On dirait que les trois vins qui précèdent se sont entendus pour dérouler un tapis blanc pour préparer l’arrivée d’une merveille interstellaire. La Côte Rôtie La Mouline Guigal 2000 me crée un choc gustatif majeur. Ce vin est parfait, d’une rondeur et d’une simplicité biblique, d’un accomplissement idéal. C’est le vin jeune absolument parfait. J’en jouis avec une immense gourmandise. Sur les deux plats de viande, il brille, mais il pourrait se suffire à lui-même. C’est un vin de plaisir fou.

Le Champagne La Closerie Jérôme Prévost Les Béguines Extra Brut que nous propose Guillaume Guedj est un 100% pinot meunier. Très original, gracieux, élégant et non dosé, il ponctue bien la fin d’un repas de grande gastronomie.

On est moins pris aux tripes qu’avec la cuisine de l’Agapé Substance, mais on est conquis par la pertinence des chairs et des cuissons qui est absolument remarquable.

C’est une table qui mérite d’être recommencée.

déjeuner de premier mai mercredi, 2 mai 2012

Chez ma sœur, un Champagne Bollinger Grande Année 1990 est d’un grand plaisir sur les deux premières gorgées. Puis l’on se rend compte que le champagne est prématurément fatigué. Il s’est asséché, l’impression de sec et de râpeux l’emportant. Bien sûr, on sent en filigrane la puissance et la noblesse. Mais on est bien loin de la pétulance du Dom Ruinart 1990 d’hier.

Le Château Ausone 1979 que j’ai apporté est d’une rare distinction. Quelle finesse ! Il a encore beaucoup de fruit, une grande précision de trame. C’est un bordeaux raffiné, qui joue sur la grâce.

Le Mazis-Chambertin Dugat-Py 2006 fait un contraste sensible. Le fruit est généreux, la mâche est gourmande, mais le vin est un peu rustaud, trop fardé à mon goût.

Par une journée où le soleil a enfin daigné se montrer, et avec un poulet en cocotte de compétition mitonné par mon beau-frère, nous avons passé un agréable déjeuner citoyen de vrais travailleurs, puisque nous étions le premier mai.

Un Richebourg DRC 1953 à ne pas juger lundi, 30 avril 2012

Le 30 avril, c’est la veille du premier mai. Quand c’est un lundi, c’est l’occasion d’un pont. Aussi bien mon gendre que moi, nous sommes allés au bureau. Mais les horaires sont plus flexibles, aussi un dîner impromptu s’improvise. Aucune recherche gastronomique, car les petits-enfants dînent avec nous. J’avais repéré en cave une bouteille qu’il faut boire. Elle me paraît opportune.

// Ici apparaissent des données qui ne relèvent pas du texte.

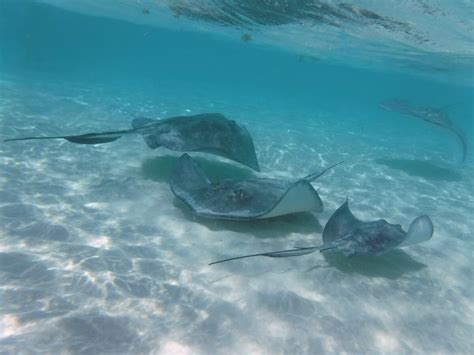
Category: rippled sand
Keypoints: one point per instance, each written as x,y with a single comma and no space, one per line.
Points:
96,254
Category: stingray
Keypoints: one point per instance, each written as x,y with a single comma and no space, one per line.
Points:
208,132
433,115
346,234
247,199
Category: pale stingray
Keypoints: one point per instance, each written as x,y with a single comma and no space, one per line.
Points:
433,115
242,199
208,132
345,234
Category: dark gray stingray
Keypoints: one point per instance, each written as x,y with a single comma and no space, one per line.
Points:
208,132
246,199
433,115
345,234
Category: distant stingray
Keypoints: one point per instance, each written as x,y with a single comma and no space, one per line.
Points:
245,199
208,132
433,115
346,234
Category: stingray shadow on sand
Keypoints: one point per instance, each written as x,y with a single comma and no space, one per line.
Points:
420,168
391,265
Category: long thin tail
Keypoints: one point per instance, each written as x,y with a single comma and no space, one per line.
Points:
462,139
87,138
314,176
275,254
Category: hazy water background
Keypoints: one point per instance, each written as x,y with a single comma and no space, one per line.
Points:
96,255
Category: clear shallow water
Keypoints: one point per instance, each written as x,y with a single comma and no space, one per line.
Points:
98,256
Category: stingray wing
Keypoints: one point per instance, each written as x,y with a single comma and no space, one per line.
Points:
240,199
300,197
208,133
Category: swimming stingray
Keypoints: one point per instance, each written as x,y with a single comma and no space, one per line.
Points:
436,116
207,132
345,234
242,199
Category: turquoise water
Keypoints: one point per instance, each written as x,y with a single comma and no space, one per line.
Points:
98,256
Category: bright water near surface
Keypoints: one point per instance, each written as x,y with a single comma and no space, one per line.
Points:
98,256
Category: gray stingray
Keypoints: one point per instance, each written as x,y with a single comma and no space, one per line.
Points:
345,234
207,132
242,199
433,115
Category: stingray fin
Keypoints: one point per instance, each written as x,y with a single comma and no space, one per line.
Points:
340,224
274,254
314,176
421,229
88,138
188,175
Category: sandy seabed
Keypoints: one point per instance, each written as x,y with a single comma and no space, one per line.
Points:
97,255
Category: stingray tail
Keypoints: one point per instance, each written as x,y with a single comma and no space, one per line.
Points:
462,140
314,176
298,251
88,138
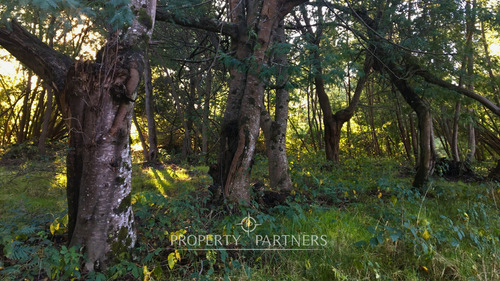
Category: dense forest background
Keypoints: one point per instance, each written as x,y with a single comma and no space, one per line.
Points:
373,122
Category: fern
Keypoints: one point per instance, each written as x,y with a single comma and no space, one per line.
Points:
18,251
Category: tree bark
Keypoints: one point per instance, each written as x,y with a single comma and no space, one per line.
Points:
96,99
145,148
46,120
152,138
426,156
275,130
240,126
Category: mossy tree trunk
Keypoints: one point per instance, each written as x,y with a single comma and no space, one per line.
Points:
96,99
256,21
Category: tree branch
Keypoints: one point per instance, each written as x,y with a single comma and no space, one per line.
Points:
206,24
430,78
47,63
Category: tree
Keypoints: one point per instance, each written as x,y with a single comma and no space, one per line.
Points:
256,21
274,129
96,97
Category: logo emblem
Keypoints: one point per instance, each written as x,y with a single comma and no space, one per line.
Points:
248,224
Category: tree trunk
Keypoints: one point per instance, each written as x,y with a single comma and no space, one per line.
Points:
425,163
206,113
240,127
145,148
152,139
26,110
46,120
96,100
455,153
275,130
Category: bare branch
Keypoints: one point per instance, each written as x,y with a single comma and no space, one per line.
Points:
46,62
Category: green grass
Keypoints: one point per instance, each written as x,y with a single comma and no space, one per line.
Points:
375,226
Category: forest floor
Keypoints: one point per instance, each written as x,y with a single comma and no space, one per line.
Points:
368,223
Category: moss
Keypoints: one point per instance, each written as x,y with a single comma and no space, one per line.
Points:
120,246
145,19
120,180
125,204
251,100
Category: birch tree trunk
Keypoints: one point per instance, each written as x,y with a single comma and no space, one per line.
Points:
275,129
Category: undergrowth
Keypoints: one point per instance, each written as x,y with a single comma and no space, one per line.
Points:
373,226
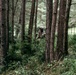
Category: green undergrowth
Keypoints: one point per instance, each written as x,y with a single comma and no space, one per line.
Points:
35,64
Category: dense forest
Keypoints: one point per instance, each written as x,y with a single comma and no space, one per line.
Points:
37,37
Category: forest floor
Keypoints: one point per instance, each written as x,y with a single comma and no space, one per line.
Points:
33,67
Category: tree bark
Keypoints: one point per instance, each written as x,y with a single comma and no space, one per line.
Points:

Nous commençons par un Champagne Dom Ruinart 1990 qui est absolument splendide. Il a atteint un équilibre d’une sérénité rare. Il est vif, puissant, titillant le palais de sa pétillante vigueur. Sur du Pata negra, c’est un régal. J’ouvre le Richebourg Domaine de la Romanée Conti 1953 bien tard. Le haut du bouchon non encore extirpé sent la cave humide, d’une terre noble. La couleur dans la bouteille est très engageante. Si le niveau est bas, l’essai semble possible. Le nez du vin est expressif. On peut y trouver du chocolat, du cacao, du café ou d’autres arômes, mais pour moi, c’est la signature inconditionnelle de la Romanée Conti qui est là : rose et sel.

La première gorgée est incertaine, car la subtilité du domaine est entravée par une légère déviation. Je sens que ce vin, s’il avait été ouvert quatre heures avant, serait splendide. Alors, on attend un peu. Et le vin progressivement s’étire, étend ses membres et déploie sa palette aromatique. Bien sûr, en fond de décor, il y a une certaine faiblesse. Mais l’expressivité du vin est telle que le plaisir s’élargit autant que le vin. Et la lie est tout simplement géniale, avec cette minéralité saline propre aux vins du domaine.

L’image qui me vient est celle de la Pointe du Raz. Quand on la voit sous la pluie – hypothèse recevable – c’est la Pointe du Raz que l’on voit, et l’on oublie la pluie. Avec ce délicat Richebourg, la fatigue est présente, mais c’est un Richebourg 1953 du domaine que l’on boit. Et comme on en perçoit lisiblement les contours, le plaisir est là. Nul n’est besoin de noter un tel vin. Capter sa finesse et sa subtilité est diantrement plus important.